(03.18.07) The great democratization project that’s come with ever-widening computer-mediation has not been an unalloyed blessing. Now that anyone with a computer and some software and half a clue about how to use them is empowered to indulge their (sometimes little more than wishful) creativity, there’s a need for greater quality control to be exercised at source. There was a time when this was the remit of record label operatives, but in this day and age, with the means of production in the hands of the indie-workers, anyone can put a vaguely professional-sounding electronic product out there with scant consideration of market-flooding.
Late in the day, then, too late for the clear blue IDM-sky, it’s hard to treat this, the second album by Barcelona’s Joan Malé aka Monoceros, as much more than a further exhibit in the mounting testimony to virtual musical redundancy and a maxed-out electronic sub-genre.
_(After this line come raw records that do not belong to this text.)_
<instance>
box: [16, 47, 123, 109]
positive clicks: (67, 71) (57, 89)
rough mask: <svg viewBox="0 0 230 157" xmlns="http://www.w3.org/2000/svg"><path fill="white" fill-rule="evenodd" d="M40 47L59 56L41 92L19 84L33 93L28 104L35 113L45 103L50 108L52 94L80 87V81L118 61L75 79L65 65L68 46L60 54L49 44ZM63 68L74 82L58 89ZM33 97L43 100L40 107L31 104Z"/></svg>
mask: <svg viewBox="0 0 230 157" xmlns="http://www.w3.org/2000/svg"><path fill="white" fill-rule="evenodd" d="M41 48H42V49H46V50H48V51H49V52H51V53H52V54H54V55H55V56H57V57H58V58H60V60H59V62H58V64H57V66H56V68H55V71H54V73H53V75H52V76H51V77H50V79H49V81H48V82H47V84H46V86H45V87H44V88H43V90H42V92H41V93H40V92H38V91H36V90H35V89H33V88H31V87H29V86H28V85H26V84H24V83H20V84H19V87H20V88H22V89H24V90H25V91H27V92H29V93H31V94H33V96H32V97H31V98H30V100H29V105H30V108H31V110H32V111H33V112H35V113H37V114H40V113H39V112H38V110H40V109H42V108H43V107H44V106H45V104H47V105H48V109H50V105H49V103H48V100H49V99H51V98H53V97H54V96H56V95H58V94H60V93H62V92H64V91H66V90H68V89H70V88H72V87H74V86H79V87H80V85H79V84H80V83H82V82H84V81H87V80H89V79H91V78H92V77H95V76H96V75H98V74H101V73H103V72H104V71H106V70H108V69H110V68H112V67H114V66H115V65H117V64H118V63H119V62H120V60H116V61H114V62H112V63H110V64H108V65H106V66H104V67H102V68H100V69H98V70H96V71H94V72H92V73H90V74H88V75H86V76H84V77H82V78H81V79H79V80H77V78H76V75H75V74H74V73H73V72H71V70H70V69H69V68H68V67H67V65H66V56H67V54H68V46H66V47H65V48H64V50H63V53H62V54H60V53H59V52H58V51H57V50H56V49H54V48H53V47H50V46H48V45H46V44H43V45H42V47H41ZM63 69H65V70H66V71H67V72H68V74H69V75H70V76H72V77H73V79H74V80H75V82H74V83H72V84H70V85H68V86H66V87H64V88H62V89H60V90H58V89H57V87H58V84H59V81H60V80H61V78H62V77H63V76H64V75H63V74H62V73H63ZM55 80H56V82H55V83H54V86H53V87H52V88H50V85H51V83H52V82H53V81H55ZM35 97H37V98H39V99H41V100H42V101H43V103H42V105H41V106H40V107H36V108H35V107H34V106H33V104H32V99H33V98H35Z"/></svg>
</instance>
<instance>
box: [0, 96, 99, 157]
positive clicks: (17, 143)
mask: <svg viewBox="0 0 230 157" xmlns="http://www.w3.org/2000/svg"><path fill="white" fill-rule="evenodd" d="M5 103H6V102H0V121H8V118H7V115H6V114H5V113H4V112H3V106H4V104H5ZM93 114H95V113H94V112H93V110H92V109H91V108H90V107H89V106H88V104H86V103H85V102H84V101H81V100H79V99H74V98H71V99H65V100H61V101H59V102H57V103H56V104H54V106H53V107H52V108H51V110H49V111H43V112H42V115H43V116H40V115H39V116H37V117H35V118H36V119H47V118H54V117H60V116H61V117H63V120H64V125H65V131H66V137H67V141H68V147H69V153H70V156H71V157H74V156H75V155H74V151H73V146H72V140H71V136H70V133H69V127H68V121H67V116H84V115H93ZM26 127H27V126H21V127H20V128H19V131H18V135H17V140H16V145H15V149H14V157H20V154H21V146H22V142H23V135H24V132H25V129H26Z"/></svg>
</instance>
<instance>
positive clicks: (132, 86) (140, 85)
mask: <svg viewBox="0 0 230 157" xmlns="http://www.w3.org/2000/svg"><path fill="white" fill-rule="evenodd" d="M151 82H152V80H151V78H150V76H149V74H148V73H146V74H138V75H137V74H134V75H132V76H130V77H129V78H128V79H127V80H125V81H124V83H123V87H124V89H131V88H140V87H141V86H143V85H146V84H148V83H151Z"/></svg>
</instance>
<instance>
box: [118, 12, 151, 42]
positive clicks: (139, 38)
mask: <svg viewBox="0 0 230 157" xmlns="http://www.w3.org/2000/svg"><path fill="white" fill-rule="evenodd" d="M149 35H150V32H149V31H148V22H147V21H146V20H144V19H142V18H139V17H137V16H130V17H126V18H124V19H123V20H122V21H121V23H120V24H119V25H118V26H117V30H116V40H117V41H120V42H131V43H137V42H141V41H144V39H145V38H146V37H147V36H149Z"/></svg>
Jointly issued by local label Fueradeserie! and Malé’s own Imaginary Nonexistent Records, Tales for Silent Nights might just as easily have come out on Neo Ouija in 2003, Toytronic in 2004, Expanding in 2005, or Cactus Island in 2006. The point being that TFSN is more or less standard issue beat-enhanced keyboard-driven melodic electronica of the type we’ve grown over-accustomed to over the last half-decade. Familiarity breeds if not contempt then something unhealthily related, as these years have seen boutique IDM-electronica labels replicating each others’ operations and issuing enough soundalike works to induce jadedness in even the most enthusiastic of palates.
TSFN opens divertingly enough, with the drift’n’crunch of “The Day We Become One” still gambolling about, still womb-warm, but the collection rapidly cools and interest palls, as pedestrian structures plonk past in linear limbo. Proficiently sculpted pieces like “(The Big Wave),” “Warm,” and “Happiness” are twinklingly appeasing enough, but as they list this listener gets listless, as this undemanding post-millennial easy listening cosies up, pirouetting prettily, in resplendent vacuousness. Halfway in, it occurs that Monoceros did in fact deliver a moderate album When I Was A Child I Wanted To Be Astronaut for Expanding in 2005, but TFSN brings nothing further to the table. Centred as it is on clunky glitch-stitched beats and customary rather than customized synth-wash with a stroke or two of guitar-pluck, it struggles to make any impression beyond the bare interest maintenance its generic gestures seem content to limit themselves to.
Tales For Silent Nights is out now on Fueradeserie!/Imaginary Nonexistent Records.